Six years after Hadley Police seized a badge from a former selectman who waved it out his window after he was stopped for speeding, town officials are grappling with another questionable use of a badge by a Select Board member.
On Nov. 29, the Hadley Select Board voted 3-2 to refer the most recent badge-flashing episode by board member Donald J. Pipczynski to the state Ethics Commission to determine whether it constitutes an abuse of power.
Time will tell what the inquiry yields. In the meantime, though, Hadley officials should hasten the step they should have taken long ago and recall all badges being held and potentially used by non-police officials.
The incident occurred Oct. 15 at the Hadley Young Men’s Club where witnesses allege Pipczynski flashed his gold police commissioner badge at the gate and did not pay a $40 entry fee. On that night, Pipczynski had been busing University of Massachusetts students to an Oktoberfest party at the club and decided to enter the private event.

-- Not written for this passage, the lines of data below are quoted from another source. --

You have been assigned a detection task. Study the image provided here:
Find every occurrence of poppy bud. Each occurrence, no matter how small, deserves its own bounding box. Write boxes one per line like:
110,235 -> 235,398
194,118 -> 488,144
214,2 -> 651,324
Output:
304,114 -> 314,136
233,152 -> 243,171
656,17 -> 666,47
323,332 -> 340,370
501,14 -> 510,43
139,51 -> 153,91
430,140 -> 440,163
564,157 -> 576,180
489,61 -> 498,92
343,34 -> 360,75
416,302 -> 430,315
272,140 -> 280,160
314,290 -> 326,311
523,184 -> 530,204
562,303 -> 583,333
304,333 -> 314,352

Pipczynski told the Select Board that he was using the badge in his capacity as a police commissioner in an oversight role, not as a law enforcement officer. Details of the incident were outlined in three letters to the Select Board, including one by Police Sgt. Mitchell Kuc who was at the club the night Pipczynski used the badge.

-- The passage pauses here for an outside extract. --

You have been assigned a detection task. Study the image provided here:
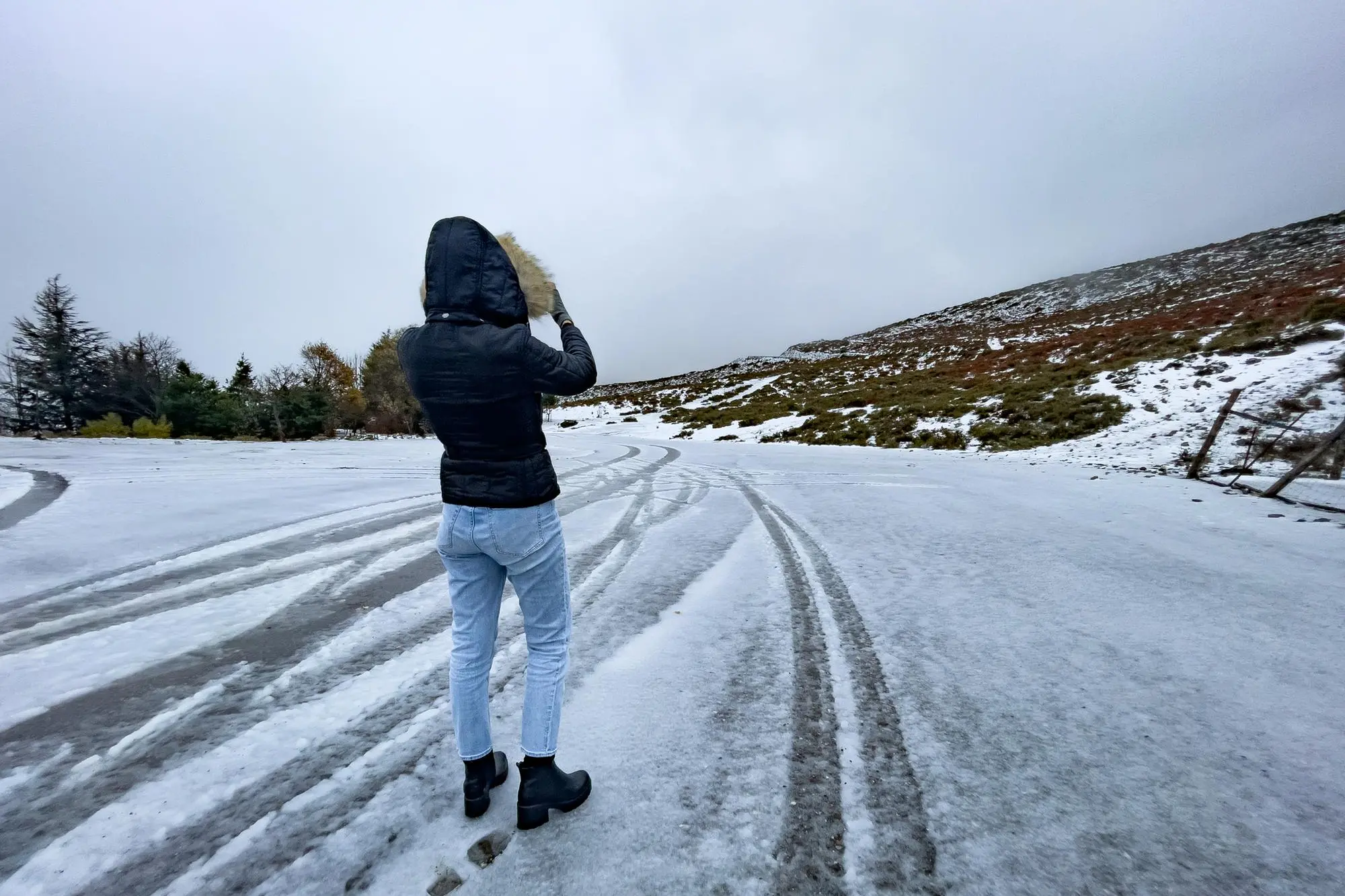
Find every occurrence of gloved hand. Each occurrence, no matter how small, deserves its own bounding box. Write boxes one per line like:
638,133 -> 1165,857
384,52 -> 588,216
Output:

In another letter sent to the board, the Young Men’s Club alleged that Pipczynski’s presence on club grounds was retaliatory because his membership recently had been revoked and when members asked him to leave, an argument ensued and police intervened.
The use of the badges by Select Board members goes back to the tenure of the late police chief Dennis J. Hukowicz, who issued them to an unknown number of former and current Select Board members. However, some past board members told the Gazette in 2010 that they never received them, declined the badges, or did not remember if they got one.

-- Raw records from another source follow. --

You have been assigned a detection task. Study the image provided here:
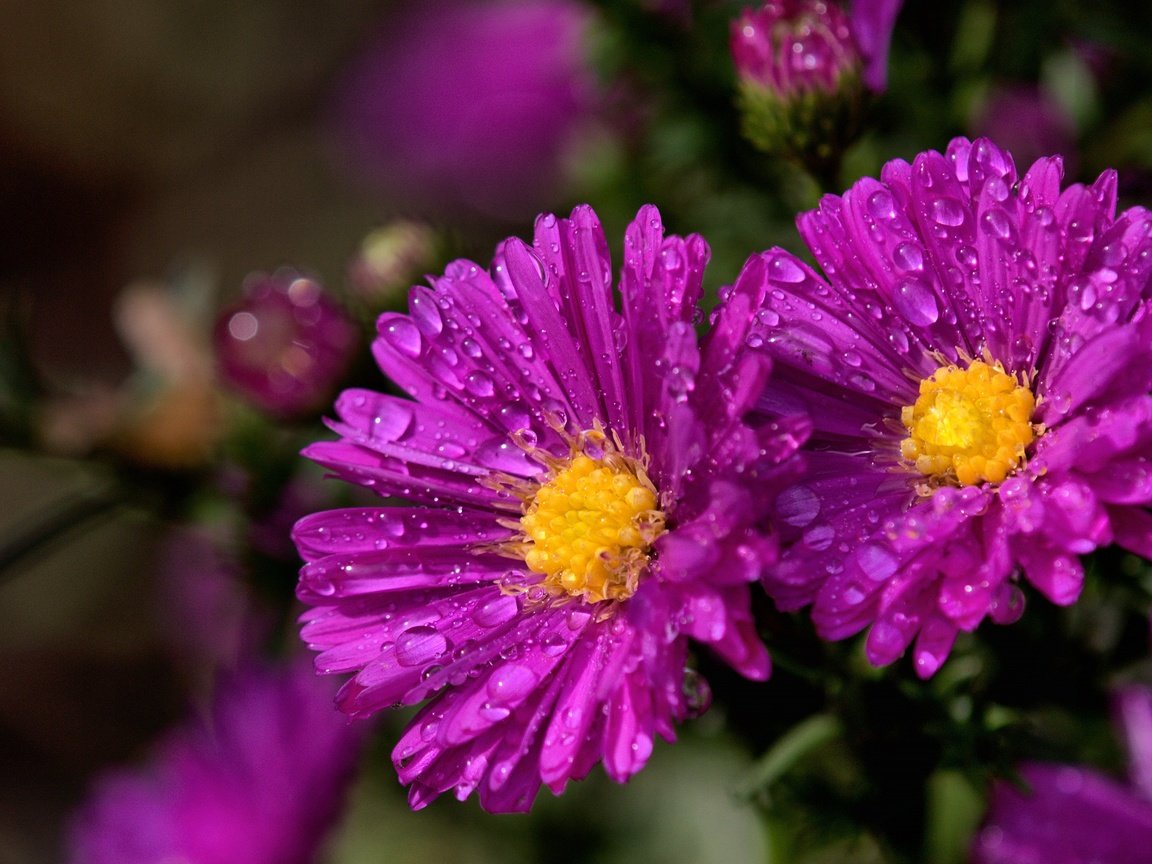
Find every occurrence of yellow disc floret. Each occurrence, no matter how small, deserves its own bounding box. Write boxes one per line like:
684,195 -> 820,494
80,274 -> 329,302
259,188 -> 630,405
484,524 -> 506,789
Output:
900,361 -> 1036,486
520,452 -> 664,602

According to the Select Board’s mission statement, its members serve as police and fire commissioners “and in these capacities provide departmental oversight, policies and procedures, budgeting, and hiring/firing functions for the town’s Police and Fire Departments.” Select Board members have no police powers, however.
When the former Select Board member brandished his badge at police in 2010, police correctly confiscated it and issued him a speeding ticket. The incident prompted a review led by Town Administrator David Nixon to determine how many badges were held by current and former Select Board members. At the time, Hukowicz issued a memo to the police force, notifying officers which town officials had authority to possess the special badges.
“As time goes on, we will continue working on this issue,” Nixon said then.
Time has gone on, but the police commissioner badges keep turning up. They serve no useful purpose and raise questions about perceived favoritism and privilege not granted to ordinary citizens. For these reasons, town officials should renew their investigation into who has the badges and confiscate them, including from any current board members who possess them. Pipczynski said last month that he has thrown his badge away.
The State Ethics Commission is an independent state agency that oversees the administration and enforcement of the state’s conflict of interest and financial disclosure laws. Its mission is to foster integrity in public service and to promote the public’s trust and confidence in that service, as well as prevent conflicts between private interests and public duties.
We hope the agency conducts a thorough review of the Pipczynski incident and provides some clear guidance to town officials about the powers they have as police and fire commissioners, whether or not they have a badge to flash.
That should help put an end to any real or perceived abuse of power by Hadley officials. And it should end the reruns of Hadley’s version of the Keystone Kops.